Sex and Cash

Usually in this newsletter I take whatever little story I start out with and find a way to tie it to presentation skills. If presentation skills are what bring you here, sorry man, couldn’t do it this week. So if you’re one of those people, come back next week, and in the meantime entertain yourself with this or this.

Anyway, for those of you who are still here:

There was a guy some years ago, Hugh Macleod, who had this great framework for life, Sex and Cash. According to Sex and Cash, there are the things you do for fun and fulfillment (the Sex half of the framework) and there are the things you do for money (the Cash half of the framework), and in real life the two are usually not going to be the same (the ultimate goal is to bring them together, but that’s called prostitution, and the metaphor kind of breaks down quickly there, I guess).

BTW, I read a couple of his books about 10 or 15 years ago, “Ignore Everybody: and 39 Other Keys to Creativity” and “Evil Plans: Having Fun on the Road to World Domination.” Today he’s still around and going strong. He runs a company in Florida called Gaping Void. I’m glad to see he found a way to integrate Sex and Cash in his life.

It was clear at the time I read those books that Sex and Cash were not fully integrated in Hugh’s life, but he had the vision in his head, and things were heading in the right direction.

My point is that if Sex and Cash are not integrated in your life right now, that’s fine. It doesn’t mean that anything is wrong. We hear a lot of this “do what you love” crap, and it’s easy to feel like if we’re not doing what we love, the dream is getting further and further away. Truth is, and I think Hugh Macleod would agree, there will be times in your life when they are integrated, and there will be times when they are not, and once they reach integration, it’s not going to stay like that forever, they will break apart and then you’ll thrash around a bit while you bring them back together.

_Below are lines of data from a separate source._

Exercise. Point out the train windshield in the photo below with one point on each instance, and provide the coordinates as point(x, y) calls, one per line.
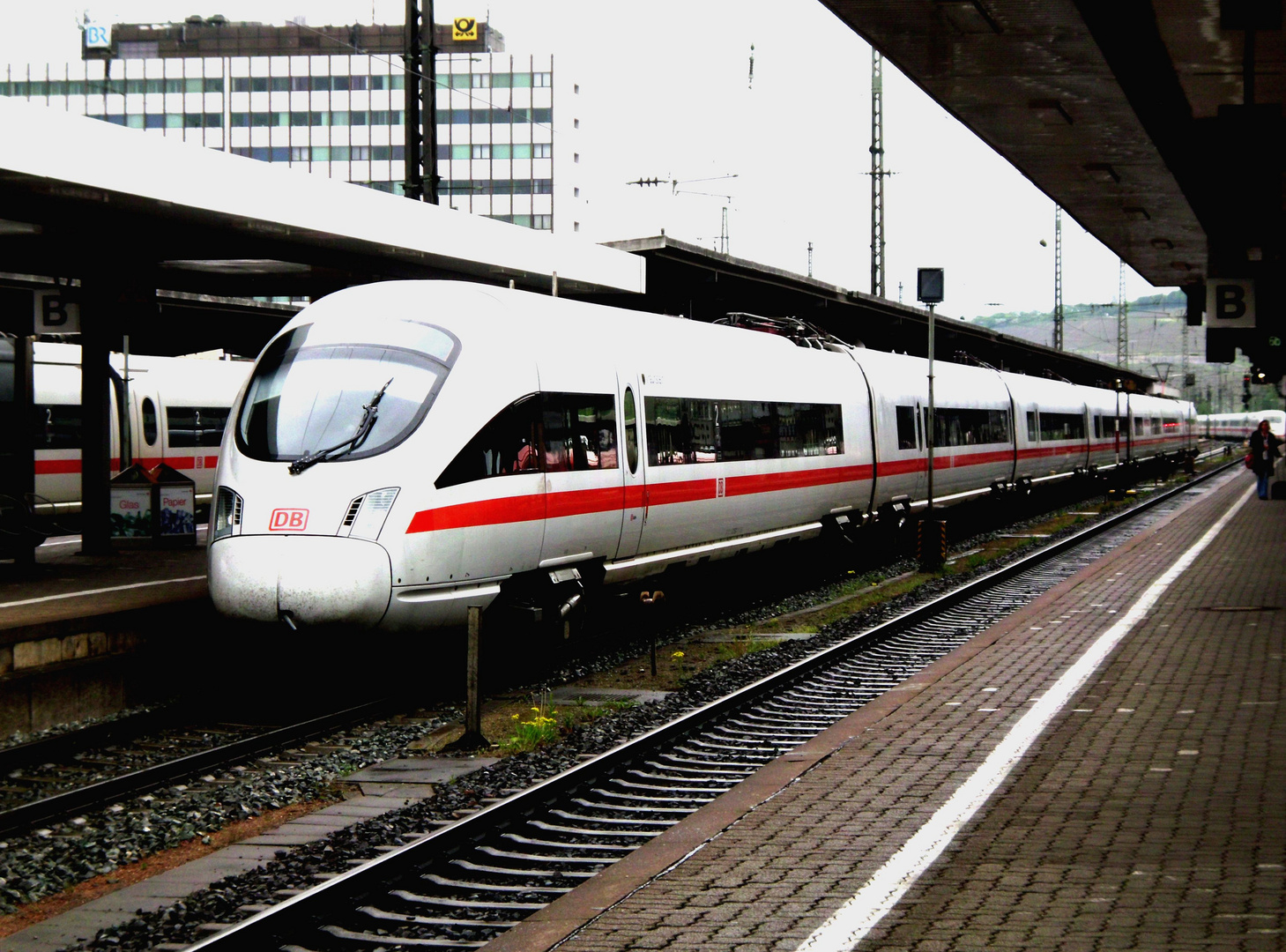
point(310, 389)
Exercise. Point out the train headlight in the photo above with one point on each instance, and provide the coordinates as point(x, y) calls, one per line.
point(367, 514)
point(227, 516)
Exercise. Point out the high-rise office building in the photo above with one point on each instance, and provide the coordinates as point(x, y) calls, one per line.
point(331, 100)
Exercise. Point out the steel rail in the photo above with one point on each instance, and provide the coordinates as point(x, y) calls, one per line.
point(283, 924)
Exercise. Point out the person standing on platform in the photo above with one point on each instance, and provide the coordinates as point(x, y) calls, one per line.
point(1264, 452)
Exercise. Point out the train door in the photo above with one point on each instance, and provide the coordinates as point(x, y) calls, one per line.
point(145, 420)
point(633, 473)
point(919, 485)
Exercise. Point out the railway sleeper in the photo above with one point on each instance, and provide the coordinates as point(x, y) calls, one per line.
point(512, 871)
point(627, 808)
point(543, 859)
point(616, 821)
point(702, 766)
point(465, 904)
point(383, 915)
point(639, 798)
point(673, 778)
point(557, 844)
point(375, 938)
point(684, 792)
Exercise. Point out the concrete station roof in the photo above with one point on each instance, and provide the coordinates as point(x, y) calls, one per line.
point(81, 197)
point(206, 232)
point(1157, 126)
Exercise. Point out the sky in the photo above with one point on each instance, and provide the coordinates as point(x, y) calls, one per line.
point(666, 93)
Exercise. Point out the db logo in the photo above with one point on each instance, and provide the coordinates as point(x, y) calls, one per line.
point(288, 520)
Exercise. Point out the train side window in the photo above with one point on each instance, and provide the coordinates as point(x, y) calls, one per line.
point(504, 447)
point(680, 430)
point(149, 420)
point(195, 426)
point(905, 428)
point(579, 431)
point(969, 426)
point(1062, 426)
point(747, 430)
point(58, 426)
point(632, 434)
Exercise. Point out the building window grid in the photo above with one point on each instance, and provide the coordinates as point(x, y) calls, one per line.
point(198, 78)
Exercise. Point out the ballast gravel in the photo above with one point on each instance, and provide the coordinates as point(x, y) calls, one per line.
point(52, 859)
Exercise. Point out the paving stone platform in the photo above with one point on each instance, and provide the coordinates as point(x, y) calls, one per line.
point(1150, 814)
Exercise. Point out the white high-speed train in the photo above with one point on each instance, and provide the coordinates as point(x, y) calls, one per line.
point(1240, 426)
point(408, 450)
point(174, 411)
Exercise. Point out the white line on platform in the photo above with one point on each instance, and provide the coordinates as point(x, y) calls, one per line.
point(871, 904)
point(100, 591)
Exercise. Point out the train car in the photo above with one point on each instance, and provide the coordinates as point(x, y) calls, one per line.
point(1240, 426)
point(408, 450)
point(171, 411)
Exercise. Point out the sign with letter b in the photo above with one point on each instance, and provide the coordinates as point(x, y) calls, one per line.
point(1230, 302)
point(56, 314)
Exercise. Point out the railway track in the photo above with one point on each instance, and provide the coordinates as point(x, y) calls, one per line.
point(461, 885)
point(52, 778)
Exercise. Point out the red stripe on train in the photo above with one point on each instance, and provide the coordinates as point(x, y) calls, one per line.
point(583, 502)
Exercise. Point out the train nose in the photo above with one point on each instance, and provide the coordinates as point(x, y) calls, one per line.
point(316, 579)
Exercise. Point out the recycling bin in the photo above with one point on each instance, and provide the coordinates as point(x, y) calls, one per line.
point(131, 500)
point(175, 506)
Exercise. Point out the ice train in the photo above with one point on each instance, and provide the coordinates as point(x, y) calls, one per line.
point(171, 411)
point(404, 450)
point(1240, 426)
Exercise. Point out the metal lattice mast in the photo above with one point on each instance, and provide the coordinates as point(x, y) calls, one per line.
point(1121, 318)
point(876, 174)
point(1058, 277)
point(1184, 380)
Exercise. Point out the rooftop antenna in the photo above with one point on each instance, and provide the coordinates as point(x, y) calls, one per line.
point(675, 190)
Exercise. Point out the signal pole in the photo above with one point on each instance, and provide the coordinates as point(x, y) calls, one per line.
point(1058, 277)
point(877, 173)
point(1121, 316)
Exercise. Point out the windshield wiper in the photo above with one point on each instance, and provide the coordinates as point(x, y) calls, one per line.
point(368, 420)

So whether your dream is to move to Belize, sell garden gnomes in Seattle, or open a pilates studio in Istanbul (yes, that example was for you, you know who you are), keep the dream in the front of your head where the sinuses are, so that when you take a deep breath, air runs across the dream. In other words, keep the dream alive, keep it up front where you can see it, and always be doing at least something to be getting closer to it, it’ll come.

Okay, I know I told the presentation people they needed to leave this week, I couldn’t figure out how to bring it around for them. But I’m going to try, here we go…

Remember that humans are social animals, and they take their cues from what they see others doing. So if you want your audience to see your dream too, you need to see it during your presentation. Keep the dream front and center in your mind. That’s why you practice a lot, to get all those other things out of the way, to build them into muscle memory, so the dream can come back and dominate you and the rest of the room.

Oh, and before I go, back to Hugh Macleod for a second. In one of his Gaping Void blog posts this week, he mentioned the Acquired podcast. As many of you know, I am a huge Acquired fan-boy and go all ga-ga like a preteen girl at a Beyonce concert whenever someone mentions them.